Fehlfunktion
höflich, als sie sich wieder aufrichtete. »Sie meinen, ich sollte mir keine Gedanken machen?«
»Nein, das habe ich nicht behauptet. Aber die Sorge ist eine Schülerin des Teufels, und sie läßt die Seele verrotten.«
»Nun, wenn einer alles über Seelen weiß, dann wohl Sie, Mister Wallace.«
Shaun kicherte leise.
Kelly warf einen Blick auf die rote Wolke über ihnen. Sie waren inzwischen seit einer halben Stunde unter ihr. Sie war dichter als noch am Tag zuvor, und die Bänder, aus denen sie bestand, bewegten sich träge. Kelly war sich der Masse bewußt, des Gewichts und der Schwere, die nötig war, um nicht nur das Licht der Sonne, sondern die Naturgesetze selbst auszulöschen, denen jedes Leben unterlag. Sie war von einer unbestimmten Furcht erfüllt, von Emotionen, die sie deprimierten, als würde sie das Sens-O-Vis einer obskuren Xeno-Zeremonie betrachten. »Diese Wolke bedeutet für Ihresgleichen sehr viel, nicht wahr?« fragte sie.
»Nicht die Wolke selbst, Mrs. Kelly. Die Wolke ist gar nichts, nur das, was sie repräsentiert. Das ist, als würden Eure Träume Gestalt annehmen. Für mich und für alle von uns verdammten Seelen bedeutet sie Freiheit. Ein kostbares Gut, wenn man wie ich siebenhundert Jahre lang darauf verzichten mußte.«
Kelly richtete ihre Aufmerksamkeit auf das zweite Hovercraft. Horst Elwes und Russ saßen auf der Bank hinter Ariadne, die Gesichter in den Fahrtwind gerichtet. Über ihnen donnerte es ununterbrochen, als wäre die Wolke die straff gespannte Haut einer gigantischen Trommel. Kelly sah, wie Russ sich eng an den Priester drückte. Die einfache, kindliche Geste grenzenlosen Vertrauens war unendlich ergreifend.

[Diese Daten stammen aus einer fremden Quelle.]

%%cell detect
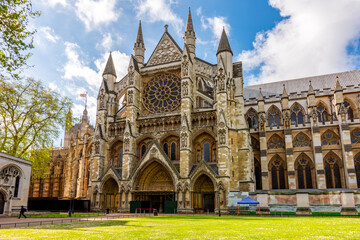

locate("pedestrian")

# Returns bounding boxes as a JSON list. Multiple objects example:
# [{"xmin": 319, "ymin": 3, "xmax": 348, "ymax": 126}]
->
[{"xmin": 19, "ymin": 206, "xmax": 26, "ymax": 218}]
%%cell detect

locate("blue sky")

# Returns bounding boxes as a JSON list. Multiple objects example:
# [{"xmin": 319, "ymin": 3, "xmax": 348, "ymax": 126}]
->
[{"xmin": 26, "ymin": 0, "xmax": 360, "ymax": 145}]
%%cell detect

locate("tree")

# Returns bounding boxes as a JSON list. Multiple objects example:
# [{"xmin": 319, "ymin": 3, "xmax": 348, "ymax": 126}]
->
[
  {"xmin": 0, "ymin": 0, "xmax": 40, "ymax": 79},
  {"xmin": 0, "ymin": 79, "xmax": 71, "ymax": 158}
]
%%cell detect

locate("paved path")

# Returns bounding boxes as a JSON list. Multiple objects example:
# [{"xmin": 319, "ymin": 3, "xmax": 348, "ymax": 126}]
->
[{"xmin": 0, "ymin": 213, "xmax": 153, "ymax": 229}]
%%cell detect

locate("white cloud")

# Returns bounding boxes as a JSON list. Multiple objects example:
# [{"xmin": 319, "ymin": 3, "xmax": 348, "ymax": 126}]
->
[
  {"xmin": 75, "ymin": 0, "xmax": 121, "ymax": 31},
  {"xmin": 96, "ymin": 33, "xmax": 114, "ymax": 52},
  {"xmin": 201, "ymin": 16, "xmax": 230, "ymax": 40},
  {"xmin": 34, "ymin": 26, "xmax": 60, "ymax": 48},
  {"xmin": 63, "ymin": 42, "xmax": 130, "ymax": 125},
  {"xmin": 41, "ymin": 0, "xmax": 68, "ymax": 7},
  {"xmin": 196, "ymin": 7, "xmax": 202, "ymax": 16},
  {"xmin": 237, "ymin": 0, "xmax": 360, "ymax": 84},
  {"xmin": 135, "ymin": 0, "xmax": 184, "ymax": 35}
]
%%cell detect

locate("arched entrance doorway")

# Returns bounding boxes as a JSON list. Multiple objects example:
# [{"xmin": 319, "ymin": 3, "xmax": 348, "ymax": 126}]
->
[
  {"xmin": 193, "ymin": 174, "xmax": 215, "ymax": 212},
  {"xmin": 0, "ymin": 192, "xmax": 5, "ymax": 214},
  {"xmin": 101, "ymin": 178, "xmax": 119, "ymax": 211},
  {"xmin": 134, "ymin": 162, "xmax": 177, "ymax": 213}
]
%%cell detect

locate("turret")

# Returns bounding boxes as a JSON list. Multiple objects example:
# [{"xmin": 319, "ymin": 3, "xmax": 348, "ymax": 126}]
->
[
  {"xmin": 103, "ymin": 53, "xmax": 116, "ymax": 90},
  {"xmin": 184, "ymin": 8, "xmax": 196, "ymax": 58},
  {"xmin": 216, "ymin": 28, "xmax": 233, "ymax": 78},
  {"xmin": 134, "ymin": 21, "xmax": 146, "ymax": 65}
]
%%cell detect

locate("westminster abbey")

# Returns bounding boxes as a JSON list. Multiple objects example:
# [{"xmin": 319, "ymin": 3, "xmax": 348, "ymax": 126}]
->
[{"xmin": 30, "ymin": 11, "xmax": 360, "ymax": 214}]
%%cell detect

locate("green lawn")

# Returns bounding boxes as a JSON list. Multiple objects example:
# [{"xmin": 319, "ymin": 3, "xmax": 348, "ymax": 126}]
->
[{"xmin": 0, "ymin": 216, "xmax": 360, "ymax": 240}]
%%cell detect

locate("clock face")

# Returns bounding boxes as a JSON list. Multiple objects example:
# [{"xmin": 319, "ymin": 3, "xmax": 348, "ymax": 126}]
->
[{"xmin": 143, "ymin": 73, "xmax": 181, "ymax": 113}]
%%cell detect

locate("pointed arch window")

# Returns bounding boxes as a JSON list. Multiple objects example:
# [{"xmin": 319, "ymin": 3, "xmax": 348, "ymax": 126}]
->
[
  {"xmin": 295, "ymin": 154, "xmax": 314, "ymax": 189},
  {"xmin": 254, "ymin": 158, "xmax": 262, "ymax": 190},
  {"xmin": 355, "ymin": 153, "xmax": 360, "ymax": 188},
  {"xmin": 344, "ymin": 101, "xmax": 354, "ymax": 122},
  {"xmin": 14, "ymin": 176, "xmax": 20, "ymax": 198},
  {"xmin": 251, "ymin": 137, "xmax": 260, "ymax": 151},
  {"xmin": 268, "ymin": 105, "xmax": 281, "ymax": 128},
  {"xmin": 170, "ymin": 142, "xmax": 177, "ymax": 160},
  {"xmin": 268, "ymin": 133, "xmax": 284, "ymax": 149},
  {"xmin": 321, "ymin": 130, "xmax": 339, "ymax": 146},
  {"xmin": 291, "ymin": 103, "xmax": 305, "ymax": 127},
  {"xmin": 294, "ymin": 133, "xmax": 310, "ymax": 147},
  {"xmin": 324, "ymin": 152, "xmax": 342, "ymax": 188},
  {"xmin": 269, "ymin": 155, "xmax": 287, "ymax": 189},
  {"xmin": 316, "ymin": 103, "xmax": 329, "ymax": 124},
  {"xmin": 351, "ymin": 129, "xmax": 360, "ymax": 143},
  {"xmin": 246, "ymin": 108, "xmax": 258, "ymax": 129},
  {"xmin": 163, "ymin": 143, "xmax": 169, "ymax": 155}
]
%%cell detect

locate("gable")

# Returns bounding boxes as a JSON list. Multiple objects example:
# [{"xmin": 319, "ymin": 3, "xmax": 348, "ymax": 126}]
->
[{"xmin": 146, "ymin": 32, "xmax": 182, "ymax": 66}]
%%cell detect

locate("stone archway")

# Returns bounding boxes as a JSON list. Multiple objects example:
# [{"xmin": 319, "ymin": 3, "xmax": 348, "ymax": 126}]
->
[
  {"xmin": 193, "ymin": 174, "xmax": 215, "ymax": 212},
  {"xmin": 0, "ymin": 192, "xmax": 5, "ymax": 214},
  {"xmin": 101, "ymin": 178, "xmax": 119, "ymax": 211},
  {"xmin": 134, "ymin": 161, "xmax": 176, "ymax": 213}
]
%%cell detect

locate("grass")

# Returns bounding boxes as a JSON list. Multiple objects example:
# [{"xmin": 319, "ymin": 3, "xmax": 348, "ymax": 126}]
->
[
  {"xmin": 0, "ymin": 216, "xmax": 360, "ymax": 239},
  {"xmin": 26, "ymin": 213, "xmax": 104, "ymax": 218}
]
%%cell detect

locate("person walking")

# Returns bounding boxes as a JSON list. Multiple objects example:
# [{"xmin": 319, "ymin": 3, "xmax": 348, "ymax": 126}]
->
[{"xmin": 19, "ymin": 206, "xmax": 26, "ymax": 218}]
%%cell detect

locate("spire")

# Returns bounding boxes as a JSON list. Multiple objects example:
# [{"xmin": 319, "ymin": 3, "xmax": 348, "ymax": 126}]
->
[
  {"xmin": 281, "ymin": 84, "xmax": 289, "ymax": 98},
  {"xmin": 216, "ymin": 27, "xmax": 233, "ymax": 55},
  {"xmin": 308, "ymin": 81, "xmax": 315, "ymax": 95},
  {"xmin": 185, "ymin": 7, "xmax": 194, "ymax": 33},
  {"xmin": 334, "ymin": 76, "xmax": 342, "ymax": 92},
  {"xmin": 258, "ymin": 88, "xmax": 264, "ymax": 101},
  {"xmin": 103, "ymin": 52, "xmax": 116, "ymax": 77},
  {"xmin": 134, "ymin": 20, "xmax": 144, "ymax": 47}
]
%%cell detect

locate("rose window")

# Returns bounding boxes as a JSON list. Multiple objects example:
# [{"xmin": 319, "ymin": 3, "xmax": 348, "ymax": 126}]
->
[{"xmin": 143, "ymin": 73, "xmax": 181, "ymax": 113}]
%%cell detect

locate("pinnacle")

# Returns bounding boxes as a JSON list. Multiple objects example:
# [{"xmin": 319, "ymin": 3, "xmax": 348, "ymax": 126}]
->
[
  {"xmin": 103, "ymin": 52, "xmax": 116, "ymax": 77},
  {"xmin": 185, "ymin": 8, "xmax": 194, "ymax": 33},
  {"xmin": 135, "ymin": 20, "xmax": 144, "ymax": 46},
  {"xmin": 216, "ymin": 28, "xmax": 233, "ymax": 55}
]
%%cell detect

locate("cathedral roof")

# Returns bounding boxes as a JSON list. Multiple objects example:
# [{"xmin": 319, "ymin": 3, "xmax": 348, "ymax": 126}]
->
[
  {"xmin": 103, "ymin": 53, "xmax": 116, "ymax": 77},
  {"xmin": 216, "ymin": 28, "xmax": 233, "ymax": 55},
  {"xmin": 244, "ymin": 70, "xmax": 360, "ymax": 99}
]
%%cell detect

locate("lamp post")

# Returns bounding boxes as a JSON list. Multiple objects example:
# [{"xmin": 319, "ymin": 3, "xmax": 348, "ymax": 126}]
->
[
  {"xmin": 217, "ymin": 191, "xmax": 221, "ymax": 217},
  {"xmin": 69, "ymin": 189, "xmax": 73, "ymax": 217}
]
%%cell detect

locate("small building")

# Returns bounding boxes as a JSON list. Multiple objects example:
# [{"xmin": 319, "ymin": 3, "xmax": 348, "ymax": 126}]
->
[{"xmin": 0, "ymin": 152, "xmax": 32, "ymax": 216}]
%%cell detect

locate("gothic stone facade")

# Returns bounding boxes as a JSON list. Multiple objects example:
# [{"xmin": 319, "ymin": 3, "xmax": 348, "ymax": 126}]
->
[
  {"xmin": 33, "ymin": 12, "xmax": 360, "ymax": 213},
  {"xmin": 0, "ymin": 152, "xmax": 32, "ymax": 216}
]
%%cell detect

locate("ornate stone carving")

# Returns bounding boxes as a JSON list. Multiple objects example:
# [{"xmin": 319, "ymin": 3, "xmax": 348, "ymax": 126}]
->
[
  {"xmin": 147, "ymin": 35, "xmax": 181, "ymax": 66},
  {"xmin": 216, "ymin": 68, "xmax": 225, "ymax": 91},
  {"xmin": 143, "ymin": 73, "xmax": 181, "ymax": 113},
  {"xmin": 259, "ymin": 113, "xmax": 266, "ymax": 131},
  {"xmin": 181, "ymin": 82, "xmax": 189, "ymax": 96},
  {"xmin": 99, "ymin": 89, "xmax": 105, "ymax": 108},
  {"xmin": 284, "ymin": 109, "xmax": 291, "ymax": 128},
  {"xmin": 128, "ymin": 90, "xmax": 134, "ymax": 104},
  {"xmin": 94, "ymin": 141, "xmax": 100, "ymax": 154},
  {"xmin": 180, "ymin": 132, "xmax": 188, "ymax": 148},
  {"xmin": 128, "ymin": 66, "xmax": 135, "ymax": 85},
  {"xmin": 181, "ymin": 55, "xmax": 189, "ymax": 77},
  {"xmin": 218, "ymin": 128, "xmax": 226, "ymax": 145}
]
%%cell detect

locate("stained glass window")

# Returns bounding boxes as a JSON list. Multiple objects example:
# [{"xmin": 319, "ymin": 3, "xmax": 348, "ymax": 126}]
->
[
  {"xmin": 295, "ymin": 154, "xmax": 314, "ymax": 189},
  {"xmin": 246, "ymin": 108, "xmax": 258, "ymax": 129},
  {"xmin": 291, "ymin": 103, "xmax": 304, "ymax": 126},
  {"xmin": 143, "ymin": 73, "xmax": 181, "ymax": 113},
  {"xmin": 344, "ymin": 101, "xmax": 354, "ymax": 122},
  {"xmin": 268, "ymin": 134, "xmax": 284, "ymax": 149},
  {"xmin": 294, "ymin": 133, "xmax": 310, "ymax": 147},
  {"xmin": 316, "ymin": 103, "xmax": 328, "ymax": 124},
  {"xmin": 268, "ymin": 106, "xmax": 281, "ymax": 128},
  {"xmin": 324, "ymin": 152, "xmax": 342, "ymax": 188},
  {"xmin": 321, "ymin": 130, "xmax": 339, "ymax": 146},
  {"xmin": 269, "ymin": 156, "xmax": 287, "ymax": 189},
  {"xmin": 351, "ymin": 129, "xmax": 360, "ymax": 143}
]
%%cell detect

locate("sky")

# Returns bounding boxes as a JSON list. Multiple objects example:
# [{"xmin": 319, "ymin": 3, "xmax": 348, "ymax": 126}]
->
[{"xmin": 25, "ymin": 0, "xmax": 360, "ymax": 145}]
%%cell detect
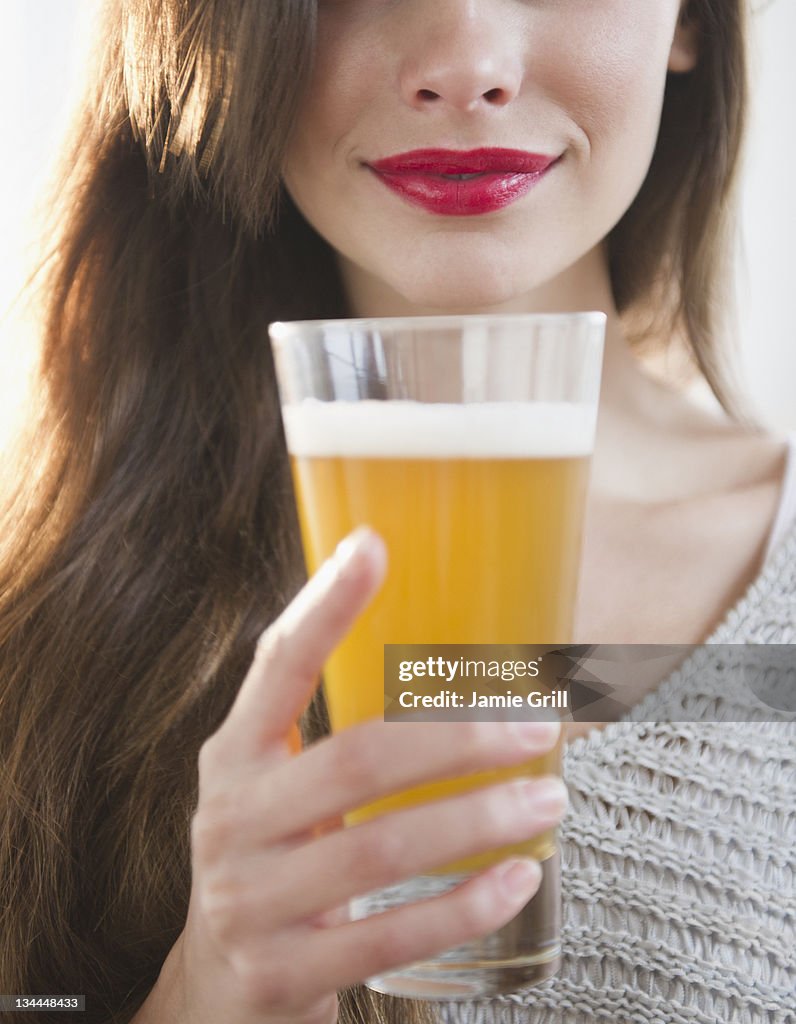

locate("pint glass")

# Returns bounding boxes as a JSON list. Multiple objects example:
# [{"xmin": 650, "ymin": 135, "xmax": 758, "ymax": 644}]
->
[{"xmin": 270, "ymin": 312, "xmax": 604, "ymax": 998}]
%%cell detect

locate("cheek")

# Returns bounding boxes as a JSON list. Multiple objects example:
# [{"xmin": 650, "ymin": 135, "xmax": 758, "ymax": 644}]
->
[
  {"xmin": 286, "ymin": 12, "xmax": 387, "ymax": 180},
  {"xmin": 539, "ymin": 0, "xmax": 676, "ymax": 194}
]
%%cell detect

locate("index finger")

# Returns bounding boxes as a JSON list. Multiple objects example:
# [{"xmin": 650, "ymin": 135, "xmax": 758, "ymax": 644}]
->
[{"xmin": 219, "ymin": 526, "xmax": 387, "ymax": 758}]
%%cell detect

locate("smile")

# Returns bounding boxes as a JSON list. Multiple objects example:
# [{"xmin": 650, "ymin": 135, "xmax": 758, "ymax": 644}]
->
[{"xmin": 367, "ymin": 148, "xmax": 558, "ymax": 217}]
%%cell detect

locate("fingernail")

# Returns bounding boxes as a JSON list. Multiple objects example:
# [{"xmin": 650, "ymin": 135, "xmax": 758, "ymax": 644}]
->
[
  {"xmin": 333, "ymin": 526, "xmax": 383, "ymax": 569},
  {"xmin": 517, "ymin": 776, "xmax": 570, "ymax": 817},
  {"xmin": 498, "ymin": 857, "xmax": 542, "ymax": 900},
  {"xmin": 509, "ymin": 719, "xmax": 561, "ymax": 751}
]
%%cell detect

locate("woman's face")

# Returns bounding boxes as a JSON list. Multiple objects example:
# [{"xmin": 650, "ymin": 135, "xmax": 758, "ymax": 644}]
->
[{"xmin": 285, "ymin": 0, "xmax": 695, "ymax": 309}]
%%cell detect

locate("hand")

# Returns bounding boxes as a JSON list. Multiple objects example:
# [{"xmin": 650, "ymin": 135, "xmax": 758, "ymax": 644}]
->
[{"xmin": 136, "ymin": 528, "xmax": 565, "ymax": 1024}]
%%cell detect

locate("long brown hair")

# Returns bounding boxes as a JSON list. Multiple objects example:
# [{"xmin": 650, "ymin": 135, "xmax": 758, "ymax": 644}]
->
[{"xmin": 0, "ymin": 0, "xmax": 745, "ymax": 1024}]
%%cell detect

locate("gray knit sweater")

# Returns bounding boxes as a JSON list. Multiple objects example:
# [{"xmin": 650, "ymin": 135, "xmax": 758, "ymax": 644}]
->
[{"xmin": 437, "ymin": 524, "xmax": 796, "ymax": 1024}]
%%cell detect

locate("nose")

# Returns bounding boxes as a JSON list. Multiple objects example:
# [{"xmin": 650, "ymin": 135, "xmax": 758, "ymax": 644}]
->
[{"xmin": 401, "ymin": 0, "xmax": 522, "ymax": 112}]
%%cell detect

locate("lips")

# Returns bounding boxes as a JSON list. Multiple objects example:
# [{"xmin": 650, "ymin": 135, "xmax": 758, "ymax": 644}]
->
[{"xmin": 368, "ymin": 148, "xmax": 558, "ymax": 216}]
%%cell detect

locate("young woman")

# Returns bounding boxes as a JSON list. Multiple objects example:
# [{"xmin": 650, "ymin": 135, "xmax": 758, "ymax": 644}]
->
[{"xmin": 0, "ymin": 0, "xmax": 796, "ymax": 1024}]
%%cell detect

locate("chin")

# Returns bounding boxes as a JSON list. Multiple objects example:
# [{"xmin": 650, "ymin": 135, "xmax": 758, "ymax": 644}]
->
[{"xmin": 383, "ymin": 253, "xmax": 536, "ymax": 312}]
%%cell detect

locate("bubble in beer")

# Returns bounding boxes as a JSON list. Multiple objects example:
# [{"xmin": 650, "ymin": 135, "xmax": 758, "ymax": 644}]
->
[{"xmin": 282, "ymin": 398, "xmax": 596, "ymax": 459}]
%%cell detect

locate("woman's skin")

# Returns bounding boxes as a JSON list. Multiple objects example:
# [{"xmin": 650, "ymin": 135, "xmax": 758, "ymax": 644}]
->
[
  {"xmin": 285, "ymin": 0, "xmax": 785, "ymax": 663},
  {"xmin": 130, "ymin": 0, "xmax": 783, "ymax": 1024}
]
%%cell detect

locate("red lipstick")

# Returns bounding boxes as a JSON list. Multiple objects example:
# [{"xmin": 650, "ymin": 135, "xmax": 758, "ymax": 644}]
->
[{"xmin": 368, "ymin": 148, "xmax": 558, "ymax": 217}]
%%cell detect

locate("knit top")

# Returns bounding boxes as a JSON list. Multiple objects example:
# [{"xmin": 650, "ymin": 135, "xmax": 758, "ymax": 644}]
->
[{"xmin": 436, "ymin": 448, "xmax": 796, "ymax": 1024}]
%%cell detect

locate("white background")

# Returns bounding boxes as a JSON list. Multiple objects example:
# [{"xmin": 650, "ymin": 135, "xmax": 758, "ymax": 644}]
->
[{"xmin": 0, "ymin": 0, "xmax": 796, "ymax": 442}]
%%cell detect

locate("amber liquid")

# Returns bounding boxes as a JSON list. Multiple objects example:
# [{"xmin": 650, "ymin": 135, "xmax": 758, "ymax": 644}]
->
[{"xmin": 292, "ymin": 456, "xmax": 589, "ymax": 873}]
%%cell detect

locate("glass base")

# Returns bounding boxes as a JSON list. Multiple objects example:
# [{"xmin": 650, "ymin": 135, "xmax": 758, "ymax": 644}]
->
[{"xmin": 351, "ymin": 851, "xmax": 561, "ymax": 999}]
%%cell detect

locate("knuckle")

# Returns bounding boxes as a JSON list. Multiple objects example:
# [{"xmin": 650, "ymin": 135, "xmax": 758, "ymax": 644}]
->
[
  {"xmin": 366, "ymin": 921, "xmax": 417, "ymax": 974},
  {"xmin": 198, "ymin": 880, "xmax": 244, "ymax": 947},
  {"xmin": 191, "ymin": 805, "xmax": 235, "ymax": 866},
  {"xmin": 330, "ymin": 729, "xmax": 380, "ymax": 791},
  {"xmin": 354, "ymin": 820, "xmax": 408, "ymax": 881},
  {"xmin": 449, "ymin": 886, "xmax": 499, "ymax": 941},
  {"xmin": 473, "ymin": 786, "xmax": 512, "ymax": 840}
]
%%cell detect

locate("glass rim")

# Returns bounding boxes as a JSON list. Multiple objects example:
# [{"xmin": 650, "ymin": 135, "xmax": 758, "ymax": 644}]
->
[{"xmin": 268, "ymin": 310, "xmax": 608, "ymax": 341}]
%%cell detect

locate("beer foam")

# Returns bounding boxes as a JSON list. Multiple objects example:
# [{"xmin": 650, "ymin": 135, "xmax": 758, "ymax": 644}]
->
[{"xmin": 282, "ymin": 398, "xmax": 596, "ymax": 459}]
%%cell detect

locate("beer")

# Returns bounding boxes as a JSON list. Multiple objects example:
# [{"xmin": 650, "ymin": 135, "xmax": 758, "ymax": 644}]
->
[{"xmin": 283, "ymin": 399, "xmax": 594, "ymax": 873}]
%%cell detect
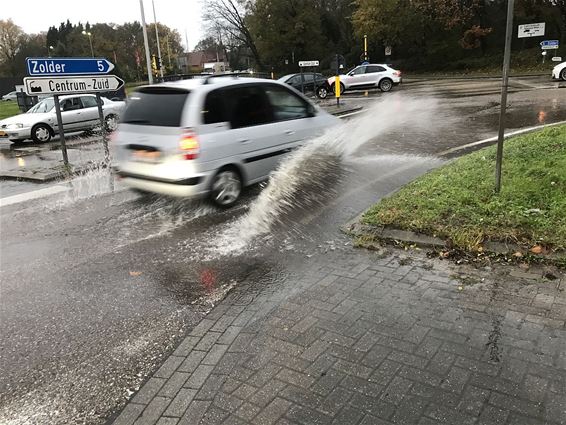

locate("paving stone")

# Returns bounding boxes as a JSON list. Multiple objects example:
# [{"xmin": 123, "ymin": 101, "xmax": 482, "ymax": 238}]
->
[
  {"xmin": 132, "ymin": 378, "xmax": 167, "ymax": 404},
  {"xmin": 113, "ymin": 403, "xmax": 145, "ymax": 425},
  {"xmin": 165, "ymin": 388, "xmax": 197, "ymax": 417},
  {"xmin": 252, "ymin": 397, "xmax": 292, "ymax": 425}
]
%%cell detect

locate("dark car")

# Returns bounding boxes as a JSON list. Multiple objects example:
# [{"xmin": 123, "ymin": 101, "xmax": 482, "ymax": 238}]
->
[{"xmin": 279, "ymin": 72, "xmax": 326, "ymax": 92}]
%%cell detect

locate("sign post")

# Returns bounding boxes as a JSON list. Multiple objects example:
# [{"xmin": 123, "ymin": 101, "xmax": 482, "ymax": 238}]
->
[
  {"xmin": 495, "ymin": 0, "xmax": 515, "ymax": 193},
  {"xmin": 52, "ymin": 93, "xmax": 69, "ymax": 166}
]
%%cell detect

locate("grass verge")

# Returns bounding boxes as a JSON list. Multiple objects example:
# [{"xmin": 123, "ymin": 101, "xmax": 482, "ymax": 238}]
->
[
  {"xmin": 362, "ymin": 126, "xmax": 566, "ymax": 257},
  {"xmin": 0, "ymin": 100, "xmax": 20, "ymax": 120}
]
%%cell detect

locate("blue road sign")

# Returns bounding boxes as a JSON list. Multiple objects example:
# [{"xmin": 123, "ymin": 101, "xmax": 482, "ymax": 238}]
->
[
  {"xmin": 540, "ymin": 40, "xmax": 558, "ymax": 49},
  {"xmin": 26, "ymin": 58, "xmax": 114, "ymax": 75}
]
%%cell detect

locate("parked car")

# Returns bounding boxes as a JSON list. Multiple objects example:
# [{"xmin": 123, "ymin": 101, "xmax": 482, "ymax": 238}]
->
[
  {"xmin": 552, "ymin": 62, "xmax": 566, "ymax": 81},
  {"xmin": 278, "ymin": 72, "xmax": 326, "ymax": 91},
  {"xmin": 112, "ymin": 76, "xmax": 338, "ymax": 207},
  {"xmin": 319, "ymin": 64, "xmax": 402, "ymax": 97},
  {"xmin": 0, "ymin": 94, "xmax": 125, "ymax": 143},
  {"xmin": 0, "ymin": 91, "xmax": 18, "ymax": 100}
]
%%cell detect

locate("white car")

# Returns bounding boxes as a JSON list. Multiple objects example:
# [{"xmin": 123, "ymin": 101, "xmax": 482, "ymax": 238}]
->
[
  {"xmin": 0, "ymin": 94, "xmax": 125, "ymax": 143},
  {"xmin": 552, "ymin": 62, "xmax": 566, "ymax": 81},
  {"xmin": 112, "ymin": 75, "xmax": 339, "ymax": 207},
  {"xmin": 327, "ymin": 64, "xmax": 402, "ymax": 92}
]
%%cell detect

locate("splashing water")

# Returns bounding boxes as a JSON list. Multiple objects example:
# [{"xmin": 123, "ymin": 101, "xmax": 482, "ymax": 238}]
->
[{"xmin": 210, "ymin": 94, "xmax": 436, "ymax": 255}]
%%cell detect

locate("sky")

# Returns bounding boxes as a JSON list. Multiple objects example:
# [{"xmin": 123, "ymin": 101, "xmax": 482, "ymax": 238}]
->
[{"xmin": 0, "ymin": 0, "xmax": 203, "ymax": 50}]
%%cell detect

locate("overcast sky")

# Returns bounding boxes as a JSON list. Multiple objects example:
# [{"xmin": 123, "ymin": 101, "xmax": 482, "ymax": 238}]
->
[{"xmin": 5, "ymin": 0, "xmax": 202, "ymax": 49}]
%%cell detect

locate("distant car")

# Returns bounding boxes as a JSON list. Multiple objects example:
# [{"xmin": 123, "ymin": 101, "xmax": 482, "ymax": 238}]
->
[
  {"xmin": 0, "ymin": 94, "xmax": 125, "ymax": 143},
  {"xmin": 552, "ymin": 62, "xmax": 566, "ymax": 81},
  {"xmin": 278, "ymin": 72, "xmax": 326, "ymax": 91},
  {"xmin": 112, "ymin": 75, "xmax": 339, "ymax": 207},
  {"xmin": 1, "ymin": 91, "xmax": 18, "ymax": 100},
  {"xmin": 319, "ymin": 64, "xmax": 402, "ymax": 97}
]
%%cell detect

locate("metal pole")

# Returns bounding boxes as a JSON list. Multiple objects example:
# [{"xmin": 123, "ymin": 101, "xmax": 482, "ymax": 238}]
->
[
  {"xmin": 140, "ymin": 0, "xmax": 153, "ymax": 84},
  {"xmin": 151, "ymin": 0, "xmax": 163, "ymax": 80},
  {"xmin": 96, "ymin": 93, "xmax": 110, "ymax": 164},
  {"xmin": 495, "ymin": 0, "xmax": 515, "ymax": 193},
  {"xmin": 53, "ymin": 95, "xmax": 69, "ymax": 167}
]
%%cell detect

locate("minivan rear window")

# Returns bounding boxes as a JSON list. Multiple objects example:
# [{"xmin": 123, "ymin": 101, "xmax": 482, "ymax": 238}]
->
[{"xmin": 120, "ymin": 87, "xmax": 189, "ymax": 127}]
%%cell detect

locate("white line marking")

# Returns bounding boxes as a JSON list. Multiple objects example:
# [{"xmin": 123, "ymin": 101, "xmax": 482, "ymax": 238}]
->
[
  {"xmin": 437, "ymin": 121, "xmax": 566, "ymax": 156},
  {"xmin": 0, "ymin": 186, "xmax": 71, "ymax": 208}
]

Der Entzug überfiel Shaun Wallace ohne die geringste Vorwarnung. Er verspürte den schrecklichen Exodus, die Flucht der Seelen, die aus diesem Universum verjagt wurden, wie eine gewaltige Flutwelle gegen seine eigenen zerbrechlichen Besitztümer anbranden. Ihr Wehklagen und ihr Haß ergossen sich aus dem Jenseits zurück in dem unheimlichen, nicht enden wollenden Chor, gefolgt von der unerträglichen Raserei derjenigen, die ihnen nachgefolgt waren, den rechtmäßigen Eigentümern der besessenen Körper. Sie alle haßten sich, stürzten sich aufeinander, kämpften gegeneinander. Der Konflikt durchdrang Shauns Schädel, zerrte an seinem Verstand. Er stöhnte auf, und seine Augen weiteten sich in angstvollem Entsetzen. Auf seinem Gesicht zeichnete sich tiefste Verzweiflung ab, dann warf er den Kopf in den Nacken und heulte auf.
Es war ein Schrei, den Reza sein Leben lang nicht mehr vergessen würde. Die Qualen und der Schmerz, der sich in diesem kataklysmischen Schrei entluden, sprachen für einen ganzen Planeten. Trauer und das Gefühl von Verlust paralysierten ihn, ein so profunder Verlust, daß er das Ende des Universums herbeisehnte, nur damit es vorbei war.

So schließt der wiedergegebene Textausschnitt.